The conduct of the war in Iraq has made it clear that there was no effective plan for the post-Saddam settlement.
All those with experience of the area predicted that the occupation of Iraq by the Coalition forces would meet serious and stubborn resistance, as has proved to be the case.
To describe the resistance as led by terrorists, fanatics and foreigners is neither convincing nor helpful. Policy must take account of the nature and history of Iraq, the most complex country in the region.
However much Iraqis may yearn for a democratic society, the belief that one could now be created by the Coalition is naive.
This is the view of virtually all independent specialists in the region, both in Britain and in America.
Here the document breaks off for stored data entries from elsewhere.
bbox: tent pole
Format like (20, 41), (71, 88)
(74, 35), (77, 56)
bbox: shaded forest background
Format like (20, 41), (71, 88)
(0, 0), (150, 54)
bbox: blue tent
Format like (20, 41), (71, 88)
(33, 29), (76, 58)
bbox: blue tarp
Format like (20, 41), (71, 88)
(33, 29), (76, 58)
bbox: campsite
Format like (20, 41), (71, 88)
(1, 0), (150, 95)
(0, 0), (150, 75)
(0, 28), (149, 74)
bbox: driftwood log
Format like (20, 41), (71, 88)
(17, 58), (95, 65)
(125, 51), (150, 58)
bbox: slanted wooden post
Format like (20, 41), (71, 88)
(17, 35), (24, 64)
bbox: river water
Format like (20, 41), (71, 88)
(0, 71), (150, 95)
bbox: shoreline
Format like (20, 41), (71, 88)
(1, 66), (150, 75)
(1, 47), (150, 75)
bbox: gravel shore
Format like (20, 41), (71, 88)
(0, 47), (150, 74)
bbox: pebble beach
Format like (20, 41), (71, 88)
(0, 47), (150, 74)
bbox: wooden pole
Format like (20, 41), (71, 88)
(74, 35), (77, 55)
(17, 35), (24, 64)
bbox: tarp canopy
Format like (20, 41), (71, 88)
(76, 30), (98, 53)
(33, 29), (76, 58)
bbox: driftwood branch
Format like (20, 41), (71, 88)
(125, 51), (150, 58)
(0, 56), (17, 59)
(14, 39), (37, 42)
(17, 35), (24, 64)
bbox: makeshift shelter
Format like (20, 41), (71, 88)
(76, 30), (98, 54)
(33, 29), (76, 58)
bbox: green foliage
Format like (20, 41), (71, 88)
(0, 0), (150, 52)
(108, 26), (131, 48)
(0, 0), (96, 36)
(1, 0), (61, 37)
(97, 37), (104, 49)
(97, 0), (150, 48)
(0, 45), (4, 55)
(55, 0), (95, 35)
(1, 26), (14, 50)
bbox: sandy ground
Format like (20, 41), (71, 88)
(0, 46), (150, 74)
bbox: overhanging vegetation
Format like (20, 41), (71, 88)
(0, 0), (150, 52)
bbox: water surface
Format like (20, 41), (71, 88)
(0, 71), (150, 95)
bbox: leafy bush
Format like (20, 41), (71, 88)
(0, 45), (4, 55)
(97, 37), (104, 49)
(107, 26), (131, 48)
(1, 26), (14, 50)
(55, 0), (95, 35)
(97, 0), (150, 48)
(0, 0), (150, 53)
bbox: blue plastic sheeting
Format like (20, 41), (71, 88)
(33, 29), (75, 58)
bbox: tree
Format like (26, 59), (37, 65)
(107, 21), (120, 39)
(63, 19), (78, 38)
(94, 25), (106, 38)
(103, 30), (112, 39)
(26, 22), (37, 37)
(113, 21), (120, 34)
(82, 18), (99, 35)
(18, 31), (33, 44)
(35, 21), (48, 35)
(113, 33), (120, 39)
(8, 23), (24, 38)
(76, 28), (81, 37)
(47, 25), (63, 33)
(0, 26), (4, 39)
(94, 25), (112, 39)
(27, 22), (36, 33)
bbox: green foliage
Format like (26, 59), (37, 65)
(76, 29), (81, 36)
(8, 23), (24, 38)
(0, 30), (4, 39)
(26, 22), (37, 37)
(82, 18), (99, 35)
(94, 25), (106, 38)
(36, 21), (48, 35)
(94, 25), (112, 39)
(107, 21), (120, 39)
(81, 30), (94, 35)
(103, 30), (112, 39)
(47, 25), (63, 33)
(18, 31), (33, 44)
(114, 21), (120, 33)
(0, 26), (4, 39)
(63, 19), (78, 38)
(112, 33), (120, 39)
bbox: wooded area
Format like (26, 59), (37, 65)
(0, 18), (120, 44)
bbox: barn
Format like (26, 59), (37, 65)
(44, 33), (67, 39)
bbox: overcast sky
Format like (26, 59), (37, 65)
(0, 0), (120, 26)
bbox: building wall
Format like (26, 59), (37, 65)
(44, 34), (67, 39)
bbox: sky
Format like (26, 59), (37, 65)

We are glad to note that you and the president have welcomed the proposals outlined by Lakhdar Brahimi. We must be ready to provide what support he requests, and to give authority to the United Nations to work with the Iraqis themselves, including those who are now actively resisting the occupation, to clear up the mess.
The military actions of the Coalition forces must be guided by political objectives and by the requirements of the Iraq theatre itself, not by criteria remote from them. It is not good enough to say that the use of force is a matter for local commanders.
Heavy weapons unsuited to the task in hand, inflammatory language, the current confrontations in Najaf and Falluja, all these have built up rather than isolated the opposition.
The Iraqis killed by coalition forces probably total between 10,000 and 15,000 (it is a disgrace that the coalition forces themselves appear to have no estimate), and the number killed in the last month in Falluja alone is apparently several hundred, including many civilians, men, women and children.
Phrases such as `We mourn each loss of life. We salute them, and their families for their bravery and their sacrifice,' apparently referring only to those who have died on the Coalition side, are not well judged to moderate the passions those killings arouse.
We share your view that the British Government has an interest in working as closely as possible with the United States on both these related issues, and in exerting real influence as a loyal ally. We believe that the need for such influence is now a matter of the highest urgency.
If that is unacceptable or unwelcome there is no case for supporting
policies which are doomed to failure.Signatories: Brian Barder; Paul Bergne; John Birch; David
Blatherwick; Graham Boyce; Julian Bullard; Juliet Campbell; Bryan Cartledge;
Terence Clark; David Colvin; Francis Cornish; James Craig; Brian Crowe; Basil
Eastwood; Stephen Egerton; William Fullerton; Dick Fyjis-Walker; Marrack
Goulding; John Graham; Andrew Green; Vic Henderson; Peter Hinchcliffe; Brian
Hitch; Archie Lamb and David Logan.Christopher Long; Ivor Lucas; Ian McCluney; Maureen MacGlashan; Philip McLean; Christopher MacRae; Oliver Miles; Martin Morland; Keith Morris; Richard Muir; Alan Munro; Stephen Nash; Robin O'Neill; Andrew Palmer; Bill Quantrill; David Ratford; Tom Richardson; Andrew Stuart; David Tatham; Crispin Tickell; Derek Tonkin; Charles Treadwell; Hugh Tunnell; Jeremy Varcoe; Hooky Walker; Michael Weir and Alan White.
Someone once made a comment that wars are ways for the anger of a dispute to be dissipated so that the diplomats can go back to work in a calmer atmosphere. It's beginning to look like the diplomats want to go back to work.